ODNR ensures a balance between wise use and protection of our natural resources for the benefit of all. Visit the ODNR website at ohiodnr.gov.


----------



## trailbreaker (Oct 11, 2008)

I can hear the sailboaters now.. what about once you get past the boat launch? still idle all the way to dam or where ever esle


----------



## OHhio (Jun 19, 2013)

trailbreaker said:


> I can hear the sailboaters now.. what about once you get past the boat launch? still idle all the way to dam or where ever esle


I'm sorry, but i just don't get this board's issue with sail boats. As someone who owns a 190 HP motor boat, a 14' sail boat and two kayaks and use them all a lot, i just don't see the issue. 

Please expalin.

Thanks


----------



## Salmonid (Apr 14, 2004)

OHhio, the Sailboaters at both Cowan and Acton have a bad reputation for being VERY snotty about motors on "there" lake, many of them seem to feel they "Own" the lake, often very arrogant at ramps and in casual conversations and then there is the whole, "we have the right away" so even though Im chasing you around the lake, every time you set up, Im coming through and you have to get out of our way stance. ( yeah, Ive had that happen more then once and it was beyond obvious what they were doing) 

That is why the sailboaters in general have a bad reputation, yeah we know not all are this way but enough of them are giving all you guys a bad name....

Salmonid


----------



## OHhio (Jun 19, 2013)

Salmonid said:


> OHhio, the Sailboaters at both Cowan and Acton have a bad reputation for being VERY snotty about motors on "there" lake, many of them seem to feel they "Own" the lake, often very arrogant at ramps and in casual conversations and then there is the whole, "we have the right away" so even though Im chasing you around the lake, every time you set up, Im coming through and you have to get out of our way stance. ( yeah, Ive had that happen more then once and it was beyond obvious what they were doing)
> 
> That is why the sailboaters in general have a bad reputation, yeah we know not all are this way but enough of them are giving all you guys a bad name....
> 
> Salmonid


Thanks Salmoind. I've not sailed those lakes. The only time a sailboat has the right of way is when both vessels are underway. I'm sure you knew that.

When i am a sailboater my goal is to avoid all other vessels at all cost. When I'm a
motorboater my goal is the same. When in my kayak...look out Momma!

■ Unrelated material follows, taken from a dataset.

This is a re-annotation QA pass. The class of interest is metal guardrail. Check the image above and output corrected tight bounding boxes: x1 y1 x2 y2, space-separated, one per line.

Maybe the HP limit change will change some attitudes. I'd love to take my kayak or sailboat to both. The motor boat.. I think not.

Fish and boat safely.


----------



## deadfish (Apr 25, 2014)

I think that some of the problem between racing sailors and everybody else (just about) is that most people don't understand that sometimes it is necessary for them to go far off what appears to be their race course in order to make the fastest path to round the buoy, or "mark" because of the wind direction. A fisherman can easily stop right where the sailors need to be in order to make the fastest possible path, even though it seems like you shouldn't be in their way. 

The Hueston Woods Sailing Association can definitely hog the boat rigging area of the lot making it really hard just to get by them, and they often set their course completely across the lake so you just about have to cross it if you want to go down the lake. I have a hand powered boat, so I have right of way over even sailboats, but I've had to contact the club to remind them of that after a couple near collisions for no good reason. Same thing goes for sail or powerboats, when crossing another boat, just aim at their stern and you'll never have a problem.

If you hate being around sailboats, just don't go to Cowan and Acton between noon and 4:00 on Sundays. Any other time and you'll see very few sailboats (at least on Acton).


----------